Photonics uses light instead of electrons to carry information, he explains. That has some major advantages, since it is possible to transport more data at lower energy costs. ‘We are hungry for data,’ Backx says. ‘And our current technology is reaching its limits. Where with micro-electronics, you can typically download one Netflix movie per second, photonics will enable you to download 57.500 of them in the same time. Datacenters currently work at a typical speed of 100 Gbits per second. In two years, that speed should already be increased tenfold to 1 terabit per second. And where it now costs 1 picoJoule (10-12 Joules) per bit of information being processed, we should be using on tenth of that per bit in five years. The only way to achieve both goals, is by implementing photonics as an additional technolgy to the current micro-electronics.’

Eindhoven as a photonics hotspot

The ambitions of IPI and the Eindhoven region are high, Backx states. ‘Worldwide, there will be three hotspots for photonics, comparable to Silicon Valley for micro-electronics. And we will be one of them.’

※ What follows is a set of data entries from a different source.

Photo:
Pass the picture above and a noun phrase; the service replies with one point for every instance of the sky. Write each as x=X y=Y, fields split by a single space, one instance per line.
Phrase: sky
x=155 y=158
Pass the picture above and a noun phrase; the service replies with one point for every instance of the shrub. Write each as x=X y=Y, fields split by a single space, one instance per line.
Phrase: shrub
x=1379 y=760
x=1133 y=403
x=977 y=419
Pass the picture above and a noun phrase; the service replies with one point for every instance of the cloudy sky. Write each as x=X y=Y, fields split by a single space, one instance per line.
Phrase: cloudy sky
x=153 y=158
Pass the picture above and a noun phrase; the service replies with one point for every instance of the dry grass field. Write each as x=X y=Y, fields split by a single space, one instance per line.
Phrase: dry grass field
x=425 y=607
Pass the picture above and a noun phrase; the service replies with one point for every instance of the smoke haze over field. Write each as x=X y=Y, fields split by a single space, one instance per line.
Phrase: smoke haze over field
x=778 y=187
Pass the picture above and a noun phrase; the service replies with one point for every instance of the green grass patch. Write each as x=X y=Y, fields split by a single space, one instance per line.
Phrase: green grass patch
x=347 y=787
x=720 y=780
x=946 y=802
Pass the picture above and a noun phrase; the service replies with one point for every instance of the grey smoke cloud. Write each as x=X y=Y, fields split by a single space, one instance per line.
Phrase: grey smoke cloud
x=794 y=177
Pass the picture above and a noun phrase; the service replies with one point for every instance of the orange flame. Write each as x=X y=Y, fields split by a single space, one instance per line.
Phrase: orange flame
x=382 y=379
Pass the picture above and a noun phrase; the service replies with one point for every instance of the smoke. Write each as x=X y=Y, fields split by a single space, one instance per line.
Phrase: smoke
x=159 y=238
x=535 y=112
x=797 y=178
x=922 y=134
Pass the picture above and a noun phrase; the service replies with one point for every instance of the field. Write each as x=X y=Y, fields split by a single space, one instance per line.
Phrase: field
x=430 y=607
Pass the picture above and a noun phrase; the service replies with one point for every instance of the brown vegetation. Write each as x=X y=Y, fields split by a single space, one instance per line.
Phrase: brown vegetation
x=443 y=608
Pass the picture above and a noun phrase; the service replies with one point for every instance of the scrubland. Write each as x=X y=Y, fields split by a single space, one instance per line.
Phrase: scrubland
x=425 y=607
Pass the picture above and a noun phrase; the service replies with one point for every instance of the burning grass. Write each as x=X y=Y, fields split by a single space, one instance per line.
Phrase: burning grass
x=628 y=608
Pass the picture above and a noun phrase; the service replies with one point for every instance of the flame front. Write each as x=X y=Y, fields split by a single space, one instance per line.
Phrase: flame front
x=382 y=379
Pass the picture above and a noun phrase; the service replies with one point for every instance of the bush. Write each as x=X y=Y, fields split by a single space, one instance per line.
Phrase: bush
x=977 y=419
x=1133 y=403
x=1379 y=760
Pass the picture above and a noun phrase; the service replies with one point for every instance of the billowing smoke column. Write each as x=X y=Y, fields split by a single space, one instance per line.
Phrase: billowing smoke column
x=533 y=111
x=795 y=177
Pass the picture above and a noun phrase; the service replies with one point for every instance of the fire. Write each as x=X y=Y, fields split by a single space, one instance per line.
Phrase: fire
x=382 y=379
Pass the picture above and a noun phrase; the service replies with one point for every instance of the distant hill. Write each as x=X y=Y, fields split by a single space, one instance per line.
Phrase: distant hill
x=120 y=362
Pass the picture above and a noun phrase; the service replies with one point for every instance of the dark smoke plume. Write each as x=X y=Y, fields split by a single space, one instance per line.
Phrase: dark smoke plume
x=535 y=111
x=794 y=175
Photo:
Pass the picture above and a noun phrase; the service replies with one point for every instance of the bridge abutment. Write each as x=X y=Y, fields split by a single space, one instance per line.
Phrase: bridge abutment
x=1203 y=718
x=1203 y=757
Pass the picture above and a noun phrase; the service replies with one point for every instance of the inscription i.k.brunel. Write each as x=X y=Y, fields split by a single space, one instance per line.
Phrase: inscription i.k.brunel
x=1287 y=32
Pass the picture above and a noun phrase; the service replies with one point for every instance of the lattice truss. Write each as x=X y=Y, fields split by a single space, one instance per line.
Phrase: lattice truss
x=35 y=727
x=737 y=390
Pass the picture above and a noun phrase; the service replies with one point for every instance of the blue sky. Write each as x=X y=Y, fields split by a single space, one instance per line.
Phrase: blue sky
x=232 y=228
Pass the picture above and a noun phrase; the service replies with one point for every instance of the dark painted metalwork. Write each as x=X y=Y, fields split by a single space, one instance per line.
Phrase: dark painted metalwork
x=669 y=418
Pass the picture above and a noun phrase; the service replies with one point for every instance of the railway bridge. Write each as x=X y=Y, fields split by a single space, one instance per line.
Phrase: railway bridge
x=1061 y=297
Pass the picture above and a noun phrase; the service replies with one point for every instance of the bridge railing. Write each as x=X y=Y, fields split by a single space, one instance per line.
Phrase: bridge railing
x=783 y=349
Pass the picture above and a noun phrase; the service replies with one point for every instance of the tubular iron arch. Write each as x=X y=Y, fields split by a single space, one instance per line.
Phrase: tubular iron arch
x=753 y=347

‘That is quite an ambition. What makes you think this region can live up to that promise?’, is the immediate question that follows from the audience. ‘Because we are working on active components like lasers and amplifiers, and we have developed a generic technology. No one can get around us,’  Backx swiftly replies. Other questions demonstrate a same amount of broad interest, and variety of backgrounds of the audience: They vary from technical details to ethical debates and obstacles Backx expects along the way toward actual market introduction. To round up this first part of the evening, presenter Gijs van de Sande asks in what way this technology will have impacted our lives in 2050. Backx replies with an anecdote: ‘In the late seventies, IBM presented their first personal computer. At that occasion, the president of the company stated that he expected to sell at maximum 100 of them, “because the world doesn’t need more than 100 computers.” Who could have predicted then our current digitized society, or products like the smartphone? Photonics will have the same revolutionary impact, and it will enable applications beyond any of our current imaginations.’

A trip through thirty-five years of research

After a short break, Meint Smit takes over the floor. As a pioneer in the field of integrated photonics, he is ideally suited to guide the attendees through thirty-five years of research advancements in this field. ‘We started in Eindhoven by making optical waveguides, that transport signals from one place to the other. With these waveguides in our hands, we took the next step, and made so-called optical waveguide multiplexers: devices that split a signal into its different wavelengths, and the other way around, couple different wavelengths into one signal. This multiplexer is the basis for the success of glass fiber technology: since you can couple multiple wavelengths into one fiber, it is possible to achieve much higher bandwidths. That technology we developed in 1988 is now widely used: you can find it at the beginning and the end of each fiber.’

Sharing production costs

Smit gives examples of different technologies derived from those two basic components. Running from phase shifters that enable switches with switch rates of over 10 billion times per second, to light amplifiers and lasers with all kinds of specific features. ‘At TU/e, we were amongst the first to use standardized methods to make components in a reliable and reproducible way. In 2007 we pioneered the field again, and started organizing multiple wafer runs, which enable multiple designs to be printed onto one wafer. Processing one 10 centimeter wafer that is able to host hundreds of chips costs about 200.000 euros. Since in a developmental phase, you typically need less than ten chips of a specific design, that is too costly. But when researchers and companies can share these costs, the developments in optical chip making are sped up significantly.’

Today, over 350 different photonic integrated circuits have been produced this way, he says with pride. ‘These range from lasers, Terahertz and radiofrequency circuits to optical data handling systems and optical switches. Last year, we even managed to produce a record-breaking data handling transmitter that is able to transmit 360 gigabits per second.’
Over the last thirty years, Smit was part of a tremendous development in photonics, he concludes. ‘And now we are finally on the verge of breaking through to the market.’